On this basis, from the perspective of clinical characteristics, a total of 34 overlapping cases of SLE and PBC publicly published before 2015 were analyzed. It was found that they were still more common in women, mostly in the middle-aged and elderly. PBC often occurred before SLE, and some cases were combined with multiple immune diseases (such as Sjogren’s syndrome and hepatocellular carcinoma) [8]. Unfortunately, there is still a lack of research based on genetics to verify the causal relationship between overlapping cases of SLE and PBC.

Mendelian randomization study (MR) is defined as using single nucleotide polymorphisms (SNPs) as instrumental variables to analyze the causal relationship between exposure factors and disease outcomes [9]. Based on a large sample genome-wide association study (GWAS) database, suitable SNPs were screened to effectively reduce the bias of confounding factors on disease outcomes, which were widely used in exploring the causal relationship between phenotypes and diseases. For example, two-sample MR studies evaluated the relationship between SLE and celiac disease and found that SLE could significantly increase the risk of celiac disease [10]; In the European population, inflammatory bowel disease predicted based on 99 SNPs increases the risk of PBC [11]. These and other studies validate the causal relationship between immune diseases at the genetic level, unlike clinical observational studies, which reduce the impact of many confounding factors. Transcriptomics analysis of overlapping diseases, further analyzing the hub genes most likely involved in the development of SLE and PBC overlap, and using hub genes to identify and design drugs that can be used to treat SLE and PBC. For example, the overlapping genes of SLE and venous thromboembolism were identified and found to be closely related to the immune microenvironment, which providing clues for further exploration of the common mechanisms and interactions between the two diseases [12].

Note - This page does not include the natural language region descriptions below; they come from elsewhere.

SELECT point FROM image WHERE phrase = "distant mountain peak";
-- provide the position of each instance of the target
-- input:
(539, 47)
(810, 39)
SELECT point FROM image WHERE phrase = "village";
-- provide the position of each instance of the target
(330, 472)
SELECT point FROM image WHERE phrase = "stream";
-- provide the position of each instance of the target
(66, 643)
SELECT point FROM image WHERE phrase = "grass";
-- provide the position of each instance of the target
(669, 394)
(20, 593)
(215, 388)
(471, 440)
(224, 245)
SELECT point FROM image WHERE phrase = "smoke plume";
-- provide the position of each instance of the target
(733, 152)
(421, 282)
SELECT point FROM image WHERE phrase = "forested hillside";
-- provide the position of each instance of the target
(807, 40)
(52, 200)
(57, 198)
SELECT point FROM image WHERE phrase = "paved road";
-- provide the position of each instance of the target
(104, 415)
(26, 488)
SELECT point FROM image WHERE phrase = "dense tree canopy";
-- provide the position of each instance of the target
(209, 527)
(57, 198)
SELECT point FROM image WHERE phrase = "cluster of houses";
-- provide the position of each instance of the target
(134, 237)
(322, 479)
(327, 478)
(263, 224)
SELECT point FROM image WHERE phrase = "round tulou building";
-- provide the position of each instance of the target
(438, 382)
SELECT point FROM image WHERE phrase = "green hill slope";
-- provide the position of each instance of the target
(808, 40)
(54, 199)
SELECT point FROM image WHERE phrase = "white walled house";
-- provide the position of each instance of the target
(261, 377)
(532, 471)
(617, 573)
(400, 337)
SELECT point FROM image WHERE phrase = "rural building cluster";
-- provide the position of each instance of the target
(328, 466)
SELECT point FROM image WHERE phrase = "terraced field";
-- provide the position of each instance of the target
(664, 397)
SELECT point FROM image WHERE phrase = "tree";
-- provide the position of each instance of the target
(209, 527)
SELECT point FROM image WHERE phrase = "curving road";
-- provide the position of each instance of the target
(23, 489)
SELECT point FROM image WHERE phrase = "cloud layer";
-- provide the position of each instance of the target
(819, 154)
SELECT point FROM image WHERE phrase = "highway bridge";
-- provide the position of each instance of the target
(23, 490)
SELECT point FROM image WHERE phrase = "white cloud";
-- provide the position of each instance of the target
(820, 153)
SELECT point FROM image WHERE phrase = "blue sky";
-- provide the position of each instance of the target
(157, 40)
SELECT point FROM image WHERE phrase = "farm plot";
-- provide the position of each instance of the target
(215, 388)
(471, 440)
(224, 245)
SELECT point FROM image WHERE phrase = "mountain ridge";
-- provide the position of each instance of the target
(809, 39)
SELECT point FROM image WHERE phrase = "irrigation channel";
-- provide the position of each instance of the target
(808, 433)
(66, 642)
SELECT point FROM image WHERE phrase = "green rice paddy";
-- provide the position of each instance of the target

Therefore, in this study, firstly, the systematic evaluation of overlapping cases of SLE and PBC would be re-investigated to evaluate the prevalence of overlapping cases. Subsequently, based on genetic evidence from bidirectional dual samples, MR analysis revealed a causal relationship between SLE and PBC. Then, in the analysis of transcriptome data from two samples, potential overlapping genes between SLE and PBC were identified, and optimal models for identifying SLE were constructed based on 11 machine learning algorithms. Finally, based on MR analysis of the causal relationship between overlapping hub genes and SLE/PBC, the robustness of hub genes was verified again. These research contents will provide a deep understanding of the potential common pathophysiological processes of SLE with PBC, and provide a theoretical basis for the implementation of precise diagnosis and treatment in the future.

Methods

Literature retrieval of SLE with PBC

This study was searched in the PubMed database using the following search term combinations: [systemic lupus erythematosus or SLE] and [primary biliary cirrhosis or primary cholangitis or PBC] to extract information in the abstract or full text: author, year, and cases.

Data retrieval

IEU OPEN GWAS database (https://gwas.mrcieu.ac.uk/) was used to retrieve exposure and outcome data. SLE data were obtained from the GWAS dataset (GWAS ID: ebi-a-GCST003156), which dataset was analyzed and constructed by Bentham J et al., consisting of 14,267 Europeans (5201 cases and 9066 controls) with 7,071,163 SNPs [13]. PBC data also were obtained from the GWAS dataset (GWAS ID: ebi-a-GCST005581), which dataset was analyzed and constructed by Liu JZ et al., consisting of 11,375 Europeans (2861 cases and 8514 controls) with 119,756 SNPs [14].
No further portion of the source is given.